Any suggestions from our sub-Saharan veterans is sorely welcome.
One of my pain syndromes is Sjogren’s Syndrome. Along with pain, Sjogren’s is most commonly associated with dry mouth, eyes, nose, etc. For me, this begin in my early teens. By the time I was in my late 40’s, I had lost most of my teeth due to severe cavities. Unknown to me, all this decay was caused by dry mouth, which reduces the amount of saliva available to protect your teeth. I had to get dentures.
When I learned that Sjogren’s Syndrome is what caused me to lose my teeth, I cried for hours. I had always believe that had done something wrong. That my dental problems were somehow my fault. What a relief I felt!
If you have problems with dry mouth, whether from medications or illness, have your dentist check your teeth carefully. You don’t want to end up with dentures, like me.
I am currently taking oxycontin 60mg twice daily for chronic pain. My question is what would be an equal mg of ms contin ? My reason for switching is tolerance to oxycontin
To Mark: I know exactly what type of Dental Horrors, Trials & Tribulations You must have experienced.

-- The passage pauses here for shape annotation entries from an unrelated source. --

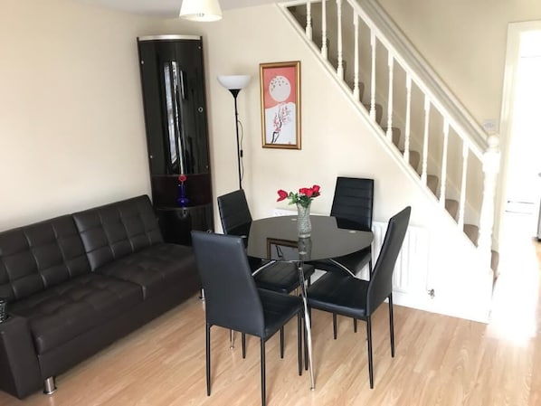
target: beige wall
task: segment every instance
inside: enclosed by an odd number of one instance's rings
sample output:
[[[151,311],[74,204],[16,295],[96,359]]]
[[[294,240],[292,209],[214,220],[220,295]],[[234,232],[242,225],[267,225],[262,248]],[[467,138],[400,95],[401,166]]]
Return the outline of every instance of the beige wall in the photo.
[[[2,2],[0,230],[148,193],[136,37],[159,23]]]
[[[377,0],[480,124],[499,120],[508,24],[538,0]]]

I experienced an almost-unbelievable 10 year Dental Horror Tragedy, that {literally} almost killed me!
In fact, my 10 year dilemma surpassed Dentistry & became a Medical Issue that culminated in my losing All my Teeth & a dangerous amount of my Mandible & Maxillary Bone {due to deadly Bacterial Osteonecrosis} that had to be Surgically removed by a Doctor {a D.D.S. & a D.O.} who was one of only 4 Specialists/Surgeons in the U.S.A. that did that work! It cost me Tens of Thousands of $$ by the time I had the work done by this Doctor {Dr. C. Hussar, who is now retired}. The only ‘good’ thing that resulted, is that I became an Friend of Dr. Hussar, who taught me the Etiology of Dental Cavitations. As a result,I have a lot of Experience in Consulting with people with your type of experiences,
In fact, The only reason I wrote all of this to you, is I gather from your effusive writing that you have been sold another Big Lie {by Establishment Dentists} about & are considering Dental Implants! I have extensive knowledge about & experience in tragic cases {like Yours & Mine} of severe Dental problems common in those who were victims of Severe Pain Syndromes first! If that is true in your case, I urge you to contact me so you can gain the knowledge necessary to avoid further, Terrible Medical problems.
Sorry to hear about your side effect. It’s a sad story. There is a product that can help called Biotene. It’s worth a try. Best of luck.